Not everyone is planning a special Valentine’s Day for their spouse this week – unfortunately, many couples are planning their divorce instead. It is not uncommon for one partner to commit “premeditated divorce”- a split they have planned for years as they begin to hide away assets in off-shore accounts or other investments unknown to their spouse. They hope these hidden investments will not be split during the divorce, therefore giving them a much larger portion to enjoy after the divorce is over.
As a forensic accountant, I am often called upon to assist divorce attorneys to help uncover hidden assets and financial inconsistencies during a couple’s breakup. Using technical analysis and a trained eye, a forensic accountant can follow the money to uncover these hidden assets or income.
As is typical with such ‘pre-planning’ for divorce, the business-operator spouse is oftentimes in such absolute control, s/he may divert business funds and thereby hide assets. Alternatively, with jointly operated businesses, there may be two sets of books and an accompanying cash hoard that has been used by the community. With either scenario, the out-spouse is disadvantaged when faced with divorce prospects, perhaps without meaningful information for making informed decisions.
One such case was with a divorce where both spouses owned their own business – one spouse had been squirrelling away money from their business for years, unbeknownst to the other spouse, in preparation for a divorce filing. When they filed for divorce and assets and income were disclosed to the court, things just didn’t ‘add up.’ Our forensic team was retained to perform an investigation of the assets and income of the businesses, including analyzing bank statements, and accounting records. We were able to track regular cash withdrawals over a two year period, identify significant missing funds for one of the businesses, and determine that earnings had been understated in our filings, for each of the businesses. Armed with the financial details discovered by the forensic accounting investigation, there was greater likelihood for an equitable resolution to the divorce litigation.

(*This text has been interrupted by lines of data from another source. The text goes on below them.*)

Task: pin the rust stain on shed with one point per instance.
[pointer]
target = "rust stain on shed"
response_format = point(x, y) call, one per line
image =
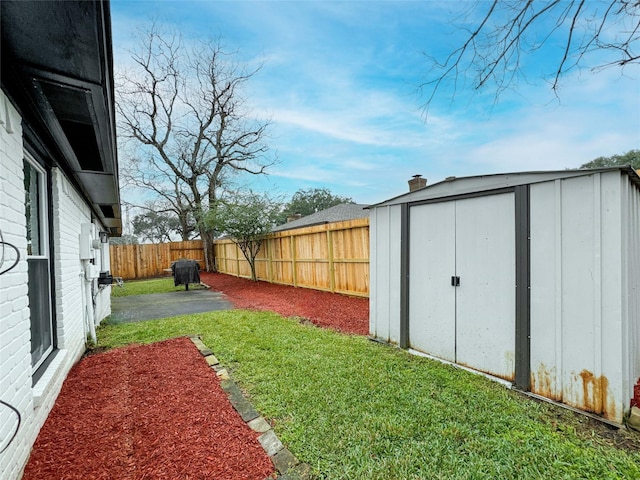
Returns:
point(594, 391)
point(585, 391)
point(543, 382)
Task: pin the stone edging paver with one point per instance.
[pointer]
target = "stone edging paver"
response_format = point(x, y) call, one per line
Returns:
point(287, 465)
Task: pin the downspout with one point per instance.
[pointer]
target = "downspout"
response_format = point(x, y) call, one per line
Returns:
point(88, 298)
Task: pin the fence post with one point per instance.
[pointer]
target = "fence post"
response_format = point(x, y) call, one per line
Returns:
point(332, 272)
point(294, 274)
point(269, 260)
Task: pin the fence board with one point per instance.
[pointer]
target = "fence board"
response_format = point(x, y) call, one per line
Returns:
point(151, 260)
point(332, 257)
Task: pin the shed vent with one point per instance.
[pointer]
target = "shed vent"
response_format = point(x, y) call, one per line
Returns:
point(417, 182)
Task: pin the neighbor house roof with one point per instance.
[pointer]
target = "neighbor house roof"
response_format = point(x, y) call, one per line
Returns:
point(57, 68)
point(337, 213)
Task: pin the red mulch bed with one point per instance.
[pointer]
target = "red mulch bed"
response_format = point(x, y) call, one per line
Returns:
point(341, 312)
point(146, 412)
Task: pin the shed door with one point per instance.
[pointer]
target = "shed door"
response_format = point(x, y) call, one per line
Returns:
point(474, 323)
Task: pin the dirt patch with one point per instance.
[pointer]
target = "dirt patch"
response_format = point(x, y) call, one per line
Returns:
point(149, 412)
point(341, 312)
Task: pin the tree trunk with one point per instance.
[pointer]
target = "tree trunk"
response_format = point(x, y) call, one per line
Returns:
point(209, 253)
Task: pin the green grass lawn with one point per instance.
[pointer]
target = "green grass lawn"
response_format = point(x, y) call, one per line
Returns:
point(142, 287)
point(355, 409)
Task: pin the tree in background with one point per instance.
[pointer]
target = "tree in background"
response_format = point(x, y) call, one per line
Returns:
point(247, 220)
point(306, 202)
point(632, 157)
point(155, 227)
point(502, 33)
point(183, 107)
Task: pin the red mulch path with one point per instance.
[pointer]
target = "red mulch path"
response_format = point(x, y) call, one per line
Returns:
point(146, 412)
point(326, 309)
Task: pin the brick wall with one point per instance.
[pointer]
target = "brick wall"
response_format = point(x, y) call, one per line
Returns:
point(34, 402)
point(15, 351)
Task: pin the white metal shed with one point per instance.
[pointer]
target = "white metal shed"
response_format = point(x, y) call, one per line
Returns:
point(531, 277)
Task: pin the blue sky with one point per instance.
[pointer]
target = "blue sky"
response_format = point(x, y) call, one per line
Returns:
point(340, 83)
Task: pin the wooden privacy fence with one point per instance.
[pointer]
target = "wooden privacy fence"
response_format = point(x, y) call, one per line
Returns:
point(332, 257)
point(151, 260)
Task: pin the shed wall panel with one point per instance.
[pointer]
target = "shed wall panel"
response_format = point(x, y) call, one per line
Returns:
point(630, 292)
point(384, 308)
point(576, 316)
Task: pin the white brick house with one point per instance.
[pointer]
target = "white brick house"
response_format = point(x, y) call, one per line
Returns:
point(58, 198)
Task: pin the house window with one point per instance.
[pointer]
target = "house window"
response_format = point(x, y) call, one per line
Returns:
point(35, 188)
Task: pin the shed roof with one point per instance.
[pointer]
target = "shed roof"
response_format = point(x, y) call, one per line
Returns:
point(453, 186)
point(337, 213)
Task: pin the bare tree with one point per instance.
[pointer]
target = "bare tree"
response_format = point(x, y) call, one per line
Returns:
point(507, 30)
point(184, 107)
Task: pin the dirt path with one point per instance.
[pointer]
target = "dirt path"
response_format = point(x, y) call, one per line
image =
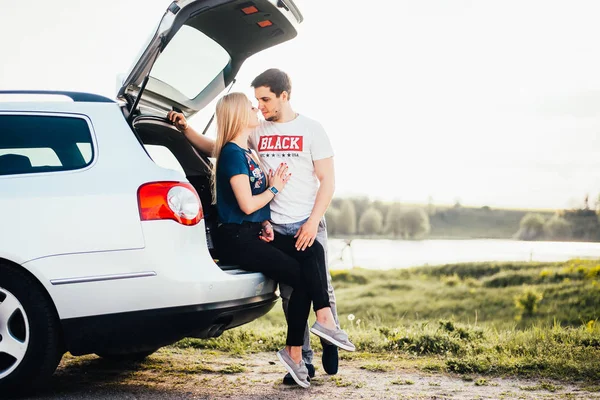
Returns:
point(193, 374)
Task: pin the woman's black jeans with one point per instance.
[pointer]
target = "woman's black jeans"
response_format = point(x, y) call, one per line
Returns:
point(279, 260)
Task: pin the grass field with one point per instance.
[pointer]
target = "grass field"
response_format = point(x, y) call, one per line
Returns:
point(524, 319)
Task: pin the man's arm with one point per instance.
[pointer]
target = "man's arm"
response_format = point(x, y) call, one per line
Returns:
point(308, 232)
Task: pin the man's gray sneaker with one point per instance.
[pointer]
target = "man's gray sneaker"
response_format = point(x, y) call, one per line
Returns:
point(299, 372)
point(336, 336)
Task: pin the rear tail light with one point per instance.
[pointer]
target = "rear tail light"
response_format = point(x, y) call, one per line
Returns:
point(265, 23)
point(178, 201)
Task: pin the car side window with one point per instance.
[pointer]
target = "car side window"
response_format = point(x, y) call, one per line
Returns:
point(36, 143)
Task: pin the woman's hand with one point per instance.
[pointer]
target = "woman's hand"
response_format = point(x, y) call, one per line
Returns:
point(267, 234)
point(178, 119)
point(280, 177)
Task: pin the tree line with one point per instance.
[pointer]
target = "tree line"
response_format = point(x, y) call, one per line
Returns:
point(352, 216)
point(360, 216)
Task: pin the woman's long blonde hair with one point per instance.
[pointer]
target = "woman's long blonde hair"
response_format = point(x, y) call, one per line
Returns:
point(233, 115)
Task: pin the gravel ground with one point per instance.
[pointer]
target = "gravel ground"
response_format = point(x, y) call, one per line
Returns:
point(194, 374)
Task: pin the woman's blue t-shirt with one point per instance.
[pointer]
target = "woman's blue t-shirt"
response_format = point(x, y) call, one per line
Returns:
point(235, 160)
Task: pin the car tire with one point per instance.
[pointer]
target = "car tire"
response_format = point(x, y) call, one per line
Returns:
point(30, 336)
point(125, 357)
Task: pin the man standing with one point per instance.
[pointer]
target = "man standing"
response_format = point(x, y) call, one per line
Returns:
point(288, 137)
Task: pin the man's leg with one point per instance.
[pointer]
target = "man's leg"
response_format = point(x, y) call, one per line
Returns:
point(307, 352)
point(330, 353)
point(285, 292)
point(330, 357)
point(322, 238)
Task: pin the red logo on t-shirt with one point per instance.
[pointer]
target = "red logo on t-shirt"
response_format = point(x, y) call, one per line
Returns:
point(280, 143)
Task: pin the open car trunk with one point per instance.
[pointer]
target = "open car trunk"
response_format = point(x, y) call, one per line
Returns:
point(156, 132)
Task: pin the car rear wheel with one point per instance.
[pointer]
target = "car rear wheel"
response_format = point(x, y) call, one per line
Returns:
point(30, 344)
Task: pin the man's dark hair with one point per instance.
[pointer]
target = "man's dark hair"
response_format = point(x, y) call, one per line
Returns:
point(276, 80)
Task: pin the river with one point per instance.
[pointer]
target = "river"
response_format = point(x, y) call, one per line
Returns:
point(388, 254)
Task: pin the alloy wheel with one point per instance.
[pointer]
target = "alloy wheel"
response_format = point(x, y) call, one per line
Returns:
point(14, 333)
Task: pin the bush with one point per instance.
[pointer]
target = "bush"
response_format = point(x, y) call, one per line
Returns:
point(511, 278)
point(412, 223)
point(371, 222)
point(558, 228)
point(527, 302)
point(531, 227)
point(332, 217)
point(346, 223)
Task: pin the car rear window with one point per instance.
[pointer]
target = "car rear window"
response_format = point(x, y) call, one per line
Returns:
point(35, 144)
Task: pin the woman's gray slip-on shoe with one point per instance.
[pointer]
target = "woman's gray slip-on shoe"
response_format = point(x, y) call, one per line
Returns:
point(336, 336)
point(298, 372)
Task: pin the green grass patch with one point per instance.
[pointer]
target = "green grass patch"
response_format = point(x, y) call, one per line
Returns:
point(376, 367)
point(524, 319)
point(402, 382)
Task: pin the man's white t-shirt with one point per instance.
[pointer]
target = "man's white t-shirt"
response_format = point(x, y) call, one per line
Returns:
point(298, 143)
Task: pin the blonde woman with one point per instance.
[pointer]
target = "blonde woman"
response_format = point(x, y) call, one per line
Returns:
point(242, 193)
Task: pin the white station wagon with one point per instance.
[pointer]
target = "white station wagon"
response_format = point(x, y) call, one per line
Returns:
point(101, 249)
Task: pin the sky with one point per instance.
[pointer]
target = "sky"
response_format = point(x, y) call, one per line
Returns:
point(482, 102)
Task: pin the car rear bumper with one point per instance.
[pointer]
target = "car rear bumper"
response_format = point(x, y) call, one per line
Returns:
point(144, 330)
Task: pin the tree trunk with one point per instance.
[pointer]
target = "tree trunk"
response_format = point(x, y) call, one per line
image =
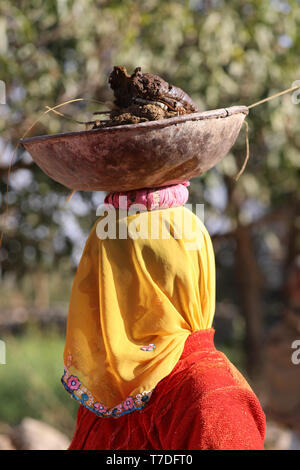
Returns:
point(249, 282)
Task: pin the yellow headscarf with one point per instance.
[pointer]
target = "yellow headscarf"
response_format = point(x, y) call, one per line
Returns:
point(134, 302)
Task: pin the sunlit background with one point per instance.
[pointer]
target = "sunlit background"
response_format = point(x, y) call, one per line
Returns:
point(222, 54)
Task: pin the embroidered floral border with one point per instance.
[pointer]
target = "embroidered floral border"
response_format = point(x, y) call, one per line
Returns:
point(78, 391)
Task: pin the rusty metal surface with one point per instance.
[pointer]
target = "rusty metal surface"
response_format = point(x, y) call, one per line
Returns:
point(149, 154)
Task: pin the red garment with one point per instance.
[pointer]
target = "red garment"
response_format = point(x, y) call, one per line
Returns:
point(204, 403)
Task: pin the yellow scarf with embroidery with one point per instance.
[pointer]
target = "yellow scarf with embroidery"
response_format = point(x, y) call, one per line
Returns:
point(135, 300)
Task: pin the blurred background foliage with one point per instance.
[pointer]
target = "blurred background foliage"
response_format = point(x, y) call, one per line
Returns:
point(222, 54)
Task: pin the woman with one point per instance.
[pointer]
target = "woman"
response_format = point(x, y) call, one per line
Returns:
point(139, 354)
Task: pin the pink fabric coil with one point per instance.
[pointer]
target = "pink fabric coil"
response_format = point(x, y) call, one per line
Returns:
point(163, 197)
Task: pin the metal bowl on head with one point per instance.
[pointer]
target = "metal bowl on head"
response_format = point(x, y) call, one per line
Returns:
point(133, 156)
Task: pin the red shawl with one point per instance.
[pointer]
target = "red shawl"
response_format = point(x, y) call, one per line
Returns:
point(204, 403)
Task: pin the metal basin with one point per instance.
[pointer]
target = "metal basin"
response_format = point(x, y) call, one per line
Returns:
point(151, 154)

An attorney can make a stronger legal team by using forensic accounting reports, which can in turn help achieve a fair settlement for their client. If you are going through a divorce, or are a divorce attorney, consider using a Certified Fraud Examiner if something in the books doesn’t seem quite right. Divorce is never easy, but achieving a favorable and fair settlement is more likely with a strong case rooted in financial documentation.